At TechWolf, we see generative AI as part of the modern toolkit — and we expect candidates to treat it that way too. We love it when people use AI to take their thinking to the next level, rather than to replace it.You are welcome to use tools like ChatGPT, Claude, or others during our interview process, especially in take-home assignments or technical exercises. We encourage you to bring your full toolkit — and that includes AI — as long as it reflects your own thinking, decisions and creativity.We don’t see AI as replacing your skills. Instead, we’re interested in how you use it: to brainstorm ideas, speed up iteration, validate your thinking, or unlock new ways of approaching a challenge. Great candidates show judgment in when to rely on AI, how to adapt its output, and where to go beyond it.

What we’re looking for:

Our interviews are designed to understand how you think, solve problems, and express ideas. Using AI in a way that amplifies those things — not masks them — is encouraged.

What to avoid:

We ask that you don’t submit AI-generated work without review, or present answers that you can’t fully explain. We’re not testing the model — we’re getting to know you, your skills, and your potential. If there are cases where we don’t want you to use AI for something, we’ll tell you ahead of the interview being booked.In short: use AI as you would on the job — as a smart assistant, not a stand-in.

Example: Programming with AI

In a coding challenge, you’re welcome to use generative AI to support your workflow — just like you might in a real development environment.
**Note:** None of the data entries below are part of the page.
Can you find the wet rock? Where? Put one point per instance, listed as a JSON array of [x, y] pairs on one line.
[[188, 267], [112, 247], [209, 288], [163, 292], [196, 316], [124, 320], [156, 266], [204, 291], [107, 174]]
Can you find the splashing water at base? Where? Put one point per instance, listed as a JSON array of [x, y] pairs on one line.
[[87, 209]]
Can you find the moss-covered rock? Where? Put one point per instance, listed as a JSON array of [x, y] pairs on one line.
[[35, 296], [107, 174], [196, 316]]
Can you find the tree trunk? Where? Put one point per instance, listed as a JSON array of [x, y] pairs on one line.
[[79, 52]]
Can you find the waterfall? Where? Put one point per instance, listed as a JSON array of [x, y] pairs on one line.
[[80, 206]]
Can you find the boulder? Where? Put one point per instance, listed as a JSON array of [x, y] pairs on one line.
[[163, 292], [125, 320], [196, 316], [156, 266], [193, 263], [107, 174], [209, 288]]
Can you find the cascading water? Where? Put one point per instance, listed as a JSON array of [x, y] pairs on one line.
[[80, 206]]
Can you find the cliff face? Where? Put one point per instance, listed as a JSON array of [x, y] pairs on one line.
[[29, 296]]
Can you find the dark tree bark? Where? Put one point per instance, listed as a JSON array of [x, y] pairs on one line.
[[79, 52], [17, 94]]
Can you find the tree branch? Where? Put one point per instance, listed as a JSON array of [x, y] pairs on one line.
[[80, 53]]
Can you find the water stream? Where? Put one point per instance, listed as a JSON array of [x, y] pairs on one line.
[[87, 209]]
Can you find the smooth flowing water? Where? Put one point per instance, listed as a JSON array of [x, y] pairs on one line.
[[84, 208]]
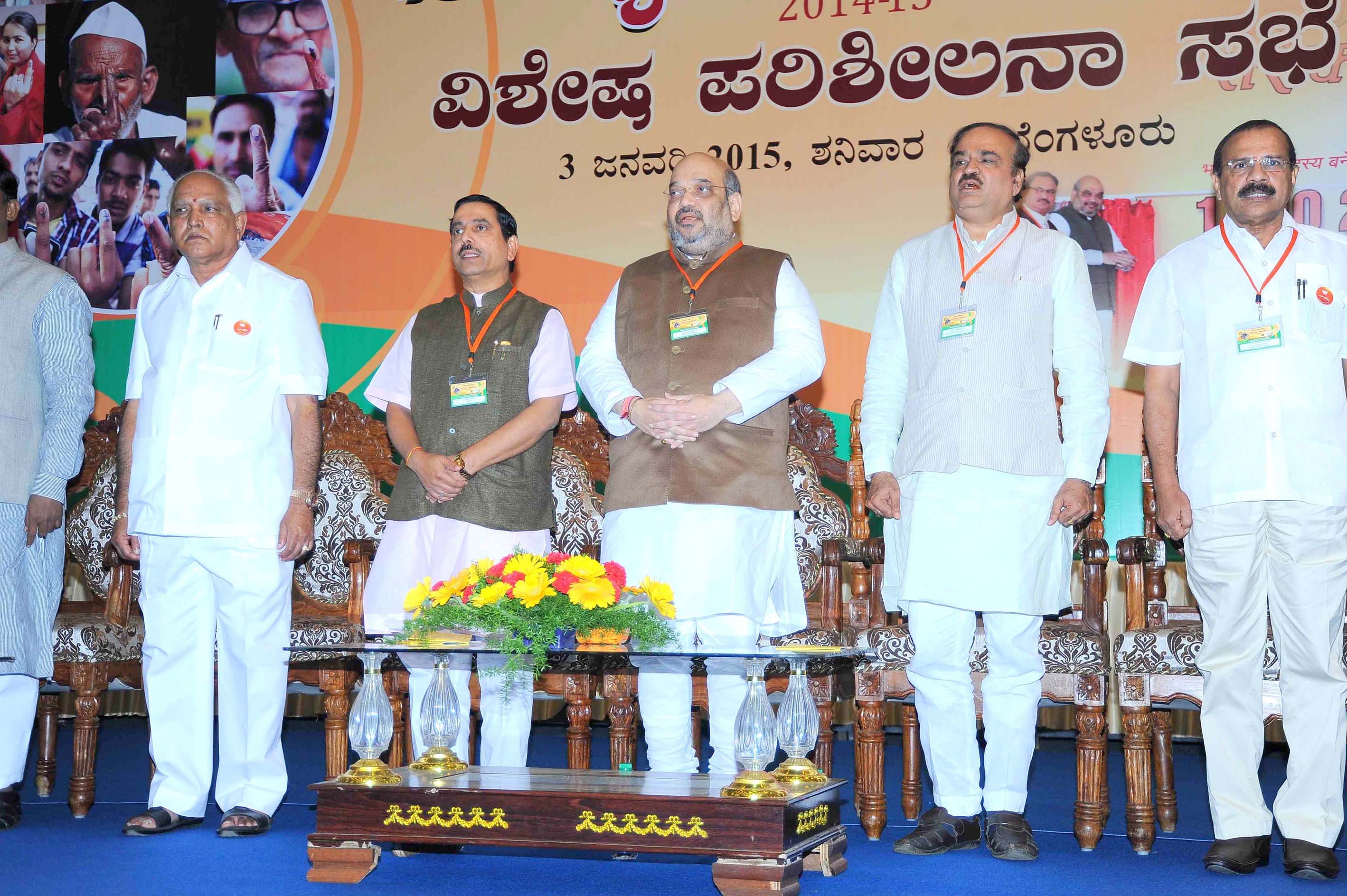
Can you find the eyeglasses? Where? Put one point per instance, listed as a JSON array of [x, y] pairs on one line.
[[1271, 163], [701, 192], [259, 17]]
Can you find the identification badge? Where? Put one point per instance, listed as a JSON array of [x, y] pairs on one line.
[[467, 392], [683, 327], [957, 324], [1257, 336]]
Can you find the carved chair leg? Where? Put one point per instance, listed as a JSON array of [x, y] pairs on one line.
[[1136, 752], [1092, 771], [89, 681], [1167, 801], [911, 762], [871, 802], [45, 773]]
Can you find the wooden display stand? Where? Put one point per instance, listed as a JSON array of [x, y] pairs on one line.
[[760, 845]]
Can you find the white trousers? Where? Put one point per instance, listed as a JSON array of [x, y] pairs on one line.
[[507, 707], [665, 688], [197, 595], [939, 672], [18, 709], [1290, 560]]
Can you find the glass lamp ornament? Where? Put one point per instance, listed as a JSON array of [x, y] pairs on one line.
[[755, 740], [798, 729], [371, 729], [441, 719]]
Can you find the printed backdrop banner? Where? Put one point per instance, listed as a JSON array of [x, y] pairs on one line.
[[836, 115]]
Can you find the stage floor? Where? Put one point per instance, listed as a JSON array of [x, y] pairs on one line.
[[53, 853]]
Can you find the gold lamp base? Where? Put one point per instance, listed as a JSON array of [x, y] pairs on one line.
[[371, 773], [754, 786], [795, 773], [440, 760]]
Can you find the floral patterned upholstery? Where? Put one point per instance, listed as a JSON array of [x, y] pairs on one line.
[[821, 515], [349, 507], [1066, 646], [88, 638], [89, 529], [580, 508]]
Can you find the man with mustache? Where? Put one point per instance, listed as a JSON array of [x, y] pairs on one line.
[[961, 431], [473, 389], [108, 81], [1243, 336], [243, 127], [1105, 252], [690, 365], [277, 45]]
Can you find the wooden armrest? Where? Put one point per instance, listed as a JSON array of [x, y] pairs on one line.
[[358, 554], [118, 608]]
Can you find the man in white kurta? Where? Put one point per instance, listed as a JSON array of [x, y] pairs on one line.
[[217, 468], [729, 561], [484, 243], [960, 429], [1243, 336]]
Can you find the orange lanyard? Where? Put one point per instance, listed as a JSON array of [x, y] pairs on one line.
[[468, 325], [1280, 262], [968, 274], [693, 288]]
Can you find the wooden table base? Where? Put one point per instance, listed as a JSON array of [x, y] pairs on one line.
[[760, 847]]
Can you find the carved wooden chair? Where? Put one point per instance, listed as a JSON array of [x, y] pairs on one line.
[[1156, 667], [1075, 654]]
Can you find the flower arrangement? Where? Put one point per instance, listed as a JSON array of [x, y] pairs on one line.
[[525, 600]]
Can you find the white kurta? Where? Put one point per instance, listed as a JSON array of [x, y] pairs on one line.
[[733, 560]]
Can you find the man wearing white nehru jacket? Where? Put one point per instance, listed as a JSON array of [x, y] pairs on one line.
[[960, 426], [108, 81], [217, 469]]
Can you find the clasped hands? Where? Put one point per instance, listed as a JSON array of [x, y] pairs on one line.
[[678, 420]]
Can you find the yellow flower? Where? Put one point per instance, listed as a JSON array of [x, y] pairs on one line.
[[593, 593], [490, 595], [534, 588], [660, 595], [417, 596], [525, 564], [584, 566]]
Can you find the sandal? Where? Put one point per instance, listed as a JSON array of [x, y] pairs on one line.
[[163, 821], [239, 831]]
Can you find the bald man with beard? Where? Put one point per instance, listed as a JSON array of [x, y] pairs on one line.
[[690, 365]]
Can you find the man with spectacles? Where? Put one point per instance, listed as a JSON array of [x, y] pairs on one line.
[[690, 365], [1103, 248], [277, 45], [1246, 324]]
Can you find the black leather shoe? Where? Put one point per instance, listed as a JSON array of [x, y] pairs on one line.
[[1309, 861], [1011, 837], [939, 832], [1237, 856]]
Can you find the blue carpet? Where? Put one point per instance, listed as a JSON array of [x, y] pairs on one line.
[[53, 853]]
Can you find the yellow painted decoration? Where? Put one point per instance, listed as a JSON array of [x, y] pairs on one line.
[[437, 818], [813, 820], [673, 825]]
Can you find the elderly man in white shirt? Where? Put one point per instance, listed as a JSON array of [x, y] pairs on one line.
[[1243, 336], [960, 428], [690, 365], [216, 480]]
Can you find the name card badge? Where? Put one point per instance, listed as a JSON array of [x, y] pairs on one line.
[[685, 327], [467, 392], [1257, 336], [957, 324]]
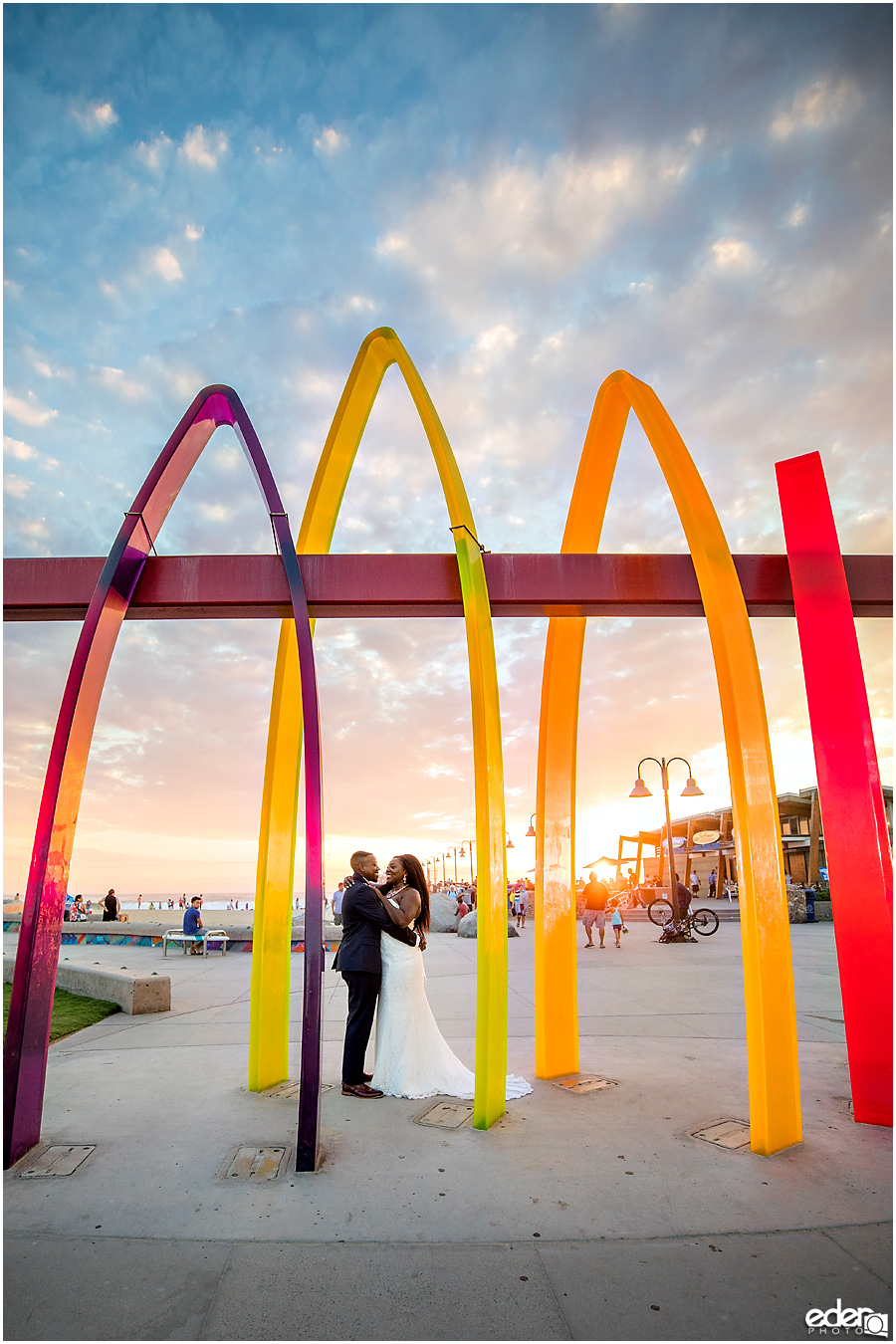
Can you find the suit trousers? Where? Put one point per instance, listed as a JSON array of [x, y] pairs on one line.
[[362, 991]]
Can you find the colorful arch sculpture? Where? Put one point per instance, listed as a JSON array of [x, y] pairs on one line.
[[852, 803], [38, 953], [769, 988], [772, 1039], [269, 1039]]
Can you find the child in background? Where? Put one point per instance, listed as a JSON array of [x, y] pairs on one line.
[[615, 917]]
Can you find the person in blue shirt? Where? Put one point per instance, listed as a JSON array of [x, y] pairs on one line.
[[192, 925]]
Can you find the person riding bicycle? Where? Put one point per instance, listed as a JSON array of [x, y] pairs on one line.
[[684, 895]]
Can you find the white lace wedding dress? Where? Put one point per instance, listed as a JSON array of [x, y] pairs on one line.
[[412, 1058]]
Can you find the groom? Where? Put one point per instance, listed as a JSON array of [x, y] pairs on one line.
[[358, 961]]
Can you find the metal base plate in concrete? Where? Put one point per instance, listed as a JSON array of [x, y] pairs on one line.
[[55, 1160], [724, 1133], [584, 1082], [446, 1114], [254, 1162], [291, 1090]]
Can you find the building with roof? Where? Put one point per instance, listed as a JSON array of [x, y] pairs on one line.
[[704, 843]]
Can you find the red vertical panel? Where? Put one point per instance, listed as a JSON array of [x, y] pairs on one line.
[[857, 848]]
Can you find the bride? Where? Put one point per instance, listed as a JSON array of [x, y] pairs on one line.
[[412, 1058]]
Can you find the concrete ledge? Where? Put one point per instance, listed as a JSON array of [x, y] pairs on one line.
[[131, 991]]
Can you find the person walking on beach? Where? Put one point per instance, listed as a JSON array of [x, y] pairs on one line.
[[595, 907], [615, 920], [192, 925]]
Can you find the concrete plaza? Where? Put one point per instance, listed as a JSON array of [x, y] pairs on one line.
[[591, 1217]]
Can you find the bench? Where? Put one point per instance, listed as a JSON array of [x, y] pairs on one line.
[[134, 991], [191, 940]]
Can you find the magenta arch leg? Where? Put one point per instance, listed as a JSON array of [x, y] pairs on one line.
[[852, 805], [38, 953]]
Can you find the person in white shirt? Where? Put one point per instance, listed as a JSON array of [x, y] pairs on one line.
[[337, 903]]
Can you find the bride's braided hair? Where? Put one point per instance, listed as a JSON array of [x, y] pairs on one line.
[[415, 878]]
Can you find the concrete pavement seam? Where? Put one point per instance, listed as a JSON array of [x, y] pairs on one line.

For instance, you might use AI to quickly generate boilerplate code, look up syntax, or get a first-pass solution that you then adapt and debug collaboratively. What we’re interested in is your ability to reason through trade-offs, communicate clearly, think about complexity and iterate effectively — not whether you memorized the syntax perfectly. If using AI helps you stay in flow and focus on higher-level problem-solving, we consider that a strength. There could be some challenges where we won’t allow you to use AI - in that case we’ll tell you in advance, and will tell you why.